Bruxelles a commencé à examiner la relation de Microsoft avec le créateur de ChatGPT après que le conseil d’administration d’OpenAI a brusquement licencié son directeur général Sam Altman en novembre 2023, pour être réembauché quelques jours plus tard. Il a brièvement rejoint Microsoft à la tête d’une nouvelle unité de recherche en IA, soulignant la relation étroite entre les deux entreprises.

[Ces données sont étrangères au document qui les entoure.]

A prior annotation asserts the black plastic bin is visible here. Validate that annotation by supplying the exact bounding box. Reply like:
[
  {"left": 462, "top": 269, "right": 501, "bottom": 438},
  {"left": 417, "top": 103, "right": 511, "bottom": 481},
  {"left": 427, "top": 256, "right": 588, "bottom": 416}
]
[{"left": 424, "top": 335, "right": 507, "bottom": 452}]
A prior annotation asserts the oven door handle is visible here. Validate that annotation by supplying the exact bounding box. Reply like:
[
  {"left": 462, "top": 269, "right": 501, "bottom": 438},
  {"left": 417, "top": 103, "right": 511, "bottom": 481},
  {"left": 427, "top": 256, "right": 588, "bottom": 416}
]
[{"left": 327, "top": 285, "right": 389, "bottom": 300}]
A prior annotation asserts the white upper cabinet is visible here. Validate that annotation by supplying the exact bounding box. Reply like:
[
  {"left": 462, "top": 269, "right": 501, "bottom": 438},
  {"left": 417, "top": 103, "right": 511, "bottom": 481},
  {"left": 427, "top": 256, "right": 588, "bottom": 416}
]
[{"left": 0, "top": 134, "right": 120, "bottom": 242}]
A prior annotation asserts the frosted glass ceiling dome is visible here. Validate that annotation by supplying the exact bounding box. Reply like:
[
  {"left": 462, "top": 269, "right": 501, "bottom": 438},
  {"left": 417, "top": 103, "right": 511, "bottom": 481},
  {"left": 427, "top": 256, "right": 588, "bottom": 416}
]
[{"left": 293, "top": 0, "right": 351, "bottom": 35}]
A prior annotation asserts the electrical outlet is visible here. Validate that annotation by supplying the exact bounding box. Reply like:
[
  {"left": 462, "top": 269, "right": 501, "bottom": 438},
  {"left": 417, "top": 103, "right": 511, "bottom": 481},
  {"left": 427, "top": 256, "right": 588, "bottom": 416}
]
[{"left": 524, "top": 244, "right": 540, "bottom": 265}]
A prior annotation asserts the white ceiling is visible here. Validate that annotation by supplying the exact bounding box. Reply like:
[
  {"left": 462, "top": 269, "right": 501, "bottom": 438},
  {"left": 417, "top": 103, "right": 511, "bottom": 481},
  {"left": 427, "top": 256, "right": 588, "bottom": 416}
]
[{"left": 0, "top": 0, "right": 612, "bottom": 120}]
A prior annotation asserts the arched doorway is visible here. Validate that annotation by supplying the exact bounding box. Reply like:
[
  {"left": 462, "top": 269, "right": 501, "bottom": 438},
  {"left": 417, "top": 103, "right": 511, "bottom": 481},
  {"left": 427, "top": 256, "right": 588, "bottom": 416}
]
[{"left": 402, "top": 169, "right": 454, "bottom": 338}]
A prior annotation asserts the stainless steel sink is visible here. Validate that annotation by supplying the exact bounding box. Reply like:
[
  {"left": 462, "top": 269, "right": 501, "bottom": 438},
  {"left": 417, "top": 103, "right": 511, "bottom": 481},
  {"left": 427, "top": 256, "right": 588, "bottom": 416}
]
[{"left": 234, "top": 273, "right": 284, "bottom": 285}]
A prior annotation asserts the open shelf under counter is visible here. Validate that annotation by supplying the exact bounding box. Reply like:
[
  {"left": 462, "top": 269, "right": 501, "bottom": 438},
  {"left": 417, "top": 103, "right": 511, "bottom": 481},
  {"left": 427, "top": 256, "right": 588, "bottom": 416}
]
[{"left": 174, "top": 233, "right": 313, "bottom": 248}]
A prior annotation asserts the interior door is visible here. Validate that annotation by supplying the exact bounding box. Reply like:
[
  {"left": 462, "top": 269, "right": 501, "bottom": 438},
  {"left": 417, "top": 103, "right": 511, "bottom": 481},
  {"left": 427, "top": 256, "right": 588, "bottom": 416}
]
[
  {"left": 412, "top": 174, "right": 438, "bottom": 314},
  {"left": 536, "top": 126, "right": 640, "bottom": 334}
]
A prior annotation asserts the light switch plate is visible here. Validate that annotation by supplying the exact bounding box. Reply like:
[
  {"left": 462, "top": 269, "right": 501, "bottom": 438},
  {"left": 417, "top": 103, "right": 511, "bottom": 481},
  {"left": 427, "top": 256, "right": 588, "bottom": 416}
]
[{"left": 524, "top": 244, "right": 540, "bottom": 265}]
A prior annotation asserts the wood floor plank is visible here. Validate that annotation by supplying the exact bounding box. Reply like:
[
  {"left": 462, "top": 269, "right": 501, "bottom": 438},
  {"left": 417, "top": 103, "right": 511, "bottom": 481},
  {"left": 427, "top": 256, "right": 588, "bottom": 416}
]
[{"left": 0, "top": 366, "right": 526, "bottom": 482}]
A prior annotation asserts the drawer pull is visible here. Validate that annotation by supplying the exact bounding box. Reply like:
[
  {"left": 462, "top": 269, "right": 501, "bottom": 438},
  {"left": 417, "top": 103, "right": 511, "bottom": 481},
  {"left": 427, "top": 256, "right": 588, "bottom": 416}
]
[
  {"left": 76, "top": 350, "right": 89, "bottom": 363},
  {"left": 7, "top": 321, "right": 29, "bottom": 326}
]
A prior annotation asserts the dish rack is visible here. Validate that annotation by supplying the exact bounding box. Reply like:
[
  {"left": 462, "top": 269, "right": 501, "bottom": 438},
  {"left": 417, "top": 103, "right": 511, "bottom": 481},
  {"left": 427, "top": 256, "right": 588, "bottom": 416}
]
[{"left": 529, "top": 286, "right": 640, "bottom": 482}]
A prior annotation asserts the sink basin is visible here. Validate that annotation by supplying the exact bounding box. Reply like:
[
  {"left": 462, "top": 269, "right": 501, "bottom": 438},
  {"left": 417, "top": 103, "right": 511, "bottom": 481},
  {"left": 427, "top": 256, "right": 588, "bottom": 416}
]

Les régulateurs américains et britanniques scrutent également l’alliance. Microsoft est le principal soutien d’OpenAI, même si son investissement pouvant atteindre 13 milliards de dollars, qui a été augmenté en janvier 2023, n’implique pas d’acquisition de capitaux propres classiques en raison de la structure d’entreprise inhabituelle de la start-up. Microsoft détient une participation minoritaire dans la filiale commerciale d’OpenAI, qui appartient à une organisation à but non lucratif.
Les enquêtes antitrust durent généralement plusieurs années, alors que les examens de fusions durent beaucoup plus rapidement, et elles se concentrent sur les comportements susceptibles de nuire aux concurrents. Les entreprises qui enfreignent la loi, par exemple en regroupant des produits ou en empêchant leurs concurrents d’accéder à des technologies clés, s’exposent à de lourdes amendes et à des obligations légales pour modifier leur comportement.
Vestager a déclaré que l’UE étudiait des pratiques qui pourraient conduire une entreprise à contrôler une plus grande part du marché de l’IA. Elle a souligné une pratique appelée « acquisition-embauche », selon laquelle une entreprise en achète une autre principalement pour obtenir ses talents. Par exemple, Microsoft a récemment conclu un accord pour embaucher la majeure partie de l’équipe de pointe de la start-up d’IA Inflection, dans laquelle elle avait précédemment investi. Inflection reste cependant une société indépendante, ce qui complique toute enquête traditionnelle en matière de fusion.
Le chef de la concurrence de l’UE a déclaré que les régulateurs étudiaient également la manière dont les grandes entreprises technologiques pourraient empêcher les petits modèles d’IA d’atteindre les utilisateurs.
« C’est pourquoi nous envoyons également des demandes d’informations pour mieux comprendre les effets de l’accord de Google avec Samsung pour préinstaller son petit modèle ‘Gemini nano’ sur certains appareils Samsung », a déclaré Vestager.
Jonathan Kanter, le principal responsable de l’application des lois antitrust aux États-Unis, a déclaré au Financial Times plus tôt ce mois-ci qu’il examinait également « les points d’étranglement des monopoles et le paysage concurrentiel » dans l’IA. L’Autorité britannique de la concurrence et des marchés a déclaré en décembre qu’elle avait « décidé d’enquêter » sur l’accord Microsoft-OpenAI après avoir sollicité les commentaires des clients et des concurrents.